Interesting if counterfactual contention from Matthew Yglesias about the mega-viral Jacob Savage article in Compact Magazine that career-stunting discrimination against white men took place only over a “brief but intense period.” The reality is that the period of maximum intensity was arguably somewhat brief, but that the slow-boil determination to kneecap that particular demographic dates back decades, depending on the field, and continues unabated today.
I am blessed to have had a range of prestigious opportunities despite being a heterosexual male of European descent, but as an elder millennial who graduated from a fancy college in 2007 was more or less on the last helicopter out of Saigon. I owe everything in my career from having started out working for Bill Moyers on PBS, but I was never supposed to get that job: I learned after I started that the people who hired me (ironically two of the only minorities in the company) had wanted to hire someone else (a different white guy) months earlier and company leadership had dragged their feet on approval for so long because they didn’t want a white person that he’d ended up taking a different job. My colleagues were only able to hire me because I have a racially ambiguous name (Jesse Adams) and they avoided looking at my social media so that they could honestly tell their bosses that they didn’t know what my ethnicity was.

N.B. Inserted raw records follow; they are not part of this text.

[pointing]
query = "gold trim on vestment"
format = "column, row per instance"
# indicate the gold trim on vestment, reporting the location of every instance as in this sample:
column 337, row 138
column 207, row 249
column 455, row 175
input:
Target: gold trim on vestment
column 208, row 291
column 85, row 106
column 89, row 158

It’s been interesting to see much of the center-left commentariat’s muted reaction to the Savage article, since they primarily want to minimize the issue and get back to electing Democrats by any means necessary. A more constructive approach would be to forthrightly acknowledge the vast scale of discrimination and outright vilification that took place against human beings for their immutable characteristics by people who claimed to be enlightened. The behavior of prestigious American institutions over at least the past twenty years can best be contextualized in terms of Rwanda: Hutus, Tutsis, and need for a truth and reconciliation commission.